Inefficient breathing patterns may also restrict the rib cage or thoracic spine or decrease general flexibility. In order to improve joint mobility, range of motion and/or flexibility, we may need to calm the nervous system down with breathing in physical therapy. The parasympathetic nervous system will allow our muscles to relax, whereas the sympathetic nervous system causes them to contract. By learning how to slow down breathing, prolong exhalation, and breathe through their diaphragm, we can increase flexibility.

Breathing determines movement patterns

In order to achieve optimal movement patterns, we need a stable core from which our muscles can generate movement. Lumbar and pelvic stability depend on coordination between the diaphragm, pelvic floor, and transverse abdominis. These muscles activate prior to purposeful movements in order to establish a stable base. This allows for optimal load transference along the entire kinetic chain and minimizes stress on passive structures, such as ligaments, joint capsules, and joint surfaces.

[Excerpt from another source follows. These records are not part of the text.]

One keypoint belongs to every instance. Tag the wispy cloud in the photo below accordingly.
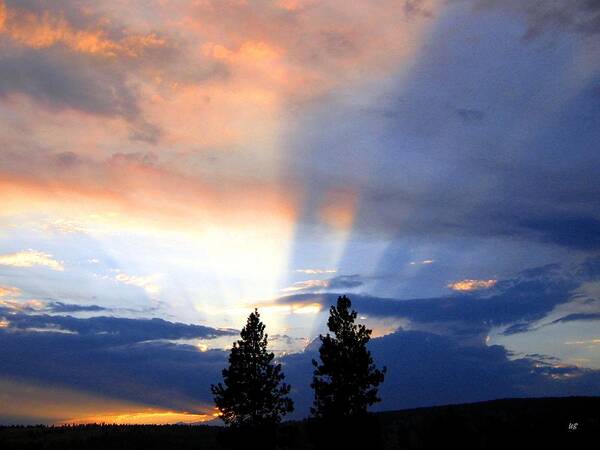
(471, 285)
(9, 291)
(148, 283)
(316, 271)
(31, 258)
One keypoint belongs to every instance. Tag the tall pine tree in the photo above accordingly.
(252, 392)
(347, 380)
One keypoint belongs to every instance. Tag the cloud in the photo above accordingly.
(316, 271)
(578, 16)
(422, 368)
(30, 258)
(471, 285)
(514, 303)
(9, 291)
(148, 283)
(338, 282)
(425, 369)
(43, 29)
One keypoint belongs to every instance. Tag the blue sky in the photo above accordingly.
(165, 167)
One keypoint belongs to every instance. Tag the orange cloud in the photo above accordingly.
(45, 30)
(59, 405)
(30, 258)
(471, 285)
(8, 291)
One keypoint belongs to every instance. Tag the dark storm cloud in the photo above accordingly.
(423, 369)
(61, 308)
(61, 80)
(118, 330)
(125, 358)
(480, 139)
(515, 303)
(581, 16)
(575, 232)
(578, 317)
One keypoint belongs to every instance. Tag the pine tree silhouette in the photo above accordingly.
(253, 392)
(347, 380)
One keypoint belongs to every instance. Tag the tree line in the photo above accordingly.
(254, 395)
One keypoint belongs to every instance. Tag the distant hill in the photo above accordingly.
(572, 422)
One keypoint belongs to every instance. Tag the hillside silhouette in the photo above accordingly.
(573, 422)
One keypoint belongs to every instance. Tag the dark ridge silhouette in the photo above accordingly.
(565, 422)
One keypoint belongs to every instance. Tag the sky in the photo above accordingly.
(166, 166)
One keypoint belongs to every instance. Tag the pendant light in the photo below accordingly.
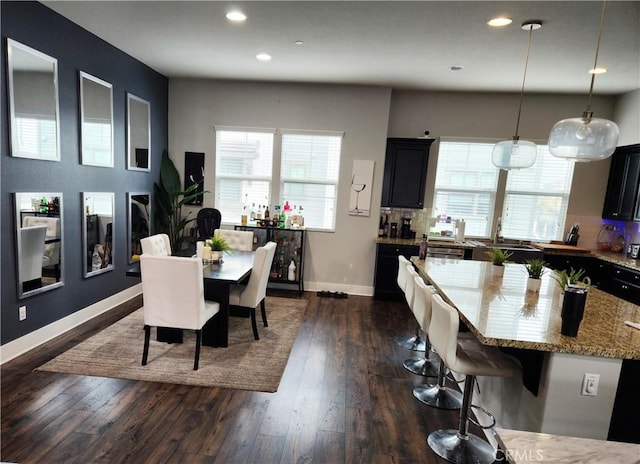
(586, 138)
(516, 153)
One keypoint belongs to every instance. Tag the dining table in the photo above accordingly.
(234, 269)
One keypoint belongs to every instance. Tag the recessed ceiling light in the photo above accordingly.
(499, 22)
(598, 70)
(236, 16)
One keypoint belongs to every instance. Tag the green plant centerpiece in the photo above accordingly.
(535, 268)
(169, 198)
(562, 277)
(498, 257)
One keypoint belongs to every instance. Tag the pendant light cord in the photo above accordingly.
(524, 77)
(595, 62)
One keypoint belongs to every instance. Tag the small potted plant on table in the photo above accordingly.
(218, 246)
(535, 269)
(498, 257)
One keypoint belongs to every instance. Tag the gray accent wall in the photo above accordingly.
(37, 26)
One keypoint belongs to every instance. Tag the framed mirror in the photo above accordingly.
(139, 212)
(138, 133)
(96, 121)
(33, 103)
(97, 232)
(40, 248)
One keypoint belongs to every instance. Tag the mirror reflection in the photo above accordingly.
(98, 232)
(39, 242)
(139, 222)
(33, 102)
(138, 133)
(96, 114)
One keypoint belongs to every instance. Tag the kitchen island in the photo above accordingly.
(500, 312)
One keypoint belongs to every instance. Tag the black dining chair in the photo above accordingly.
(207, 220)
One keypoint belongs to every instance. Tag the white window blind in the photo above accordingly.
(244, 162)
(309, 173)
(466, 184)
(536, 198)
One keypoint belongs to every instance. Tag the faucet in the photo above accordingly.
(498, 238)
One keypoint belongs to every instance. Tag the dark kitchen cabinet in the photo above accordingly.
(386, 284)
(621, 200)
(405, 172)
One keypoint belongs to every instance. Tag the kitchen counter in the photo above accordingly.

Failure to coordinate the core stabilizers with the regulation of intra-abdominal pressure makes it difficult to efficiently transfer force from the trunk to the extremities. If we can't properly activate the diaphragm during a simple activity, like an active straight leg raise, then we are certainly not recruiting it properly when kicking a soccer ball or performing a squat. This impairs both our core stability and the resultant movement patterns. If we send our patients back to sports or complex activities without having assessed and treated their breathing in physical therapy, then we have left them vulnerable to re-injury.

Breathing changes pain perception

People with chronic pain benefit from exercises that induce relaxation. Since deep breathing calms the nervous system, it will help decrease the stress response associated with pain.

Patients with chronic pain may have an up-regulated nervous system in which there is an increase in sympathetic activity. This increases their sensitivity to touch and heightens their perception of pain. Deep breathing will mediate sympathetic arousal and increase pain thresholds. By teaching patients how to diaphragmatically breathe, we can increase parasympathetic activity, thereby inducing relaxation and decreasing the pain response.

Additionally, dysfunctional breathing may predispose individuals to faulty muscular adaptations, resulting in chronic musculoskeletal pain. For example, people who overuse their neck to breathe will be more susceptible to neck pain. Similarly, weakness in the diaphragm and pelvic floor can lead to overuse of compensatory muscles and result in chronic low back pain. By addressing breathing in physical therapy, we can restore muscle balance and decrease pain.

Assessment of breathing patterns

A breathing assessment is an often overlooked component of an orthopedic physical therapy examination. However, breathing is the foundation of stability and normal movement patterns. Therefore, a breathing assessment should be a basic starting point for all orthopedic evaluations.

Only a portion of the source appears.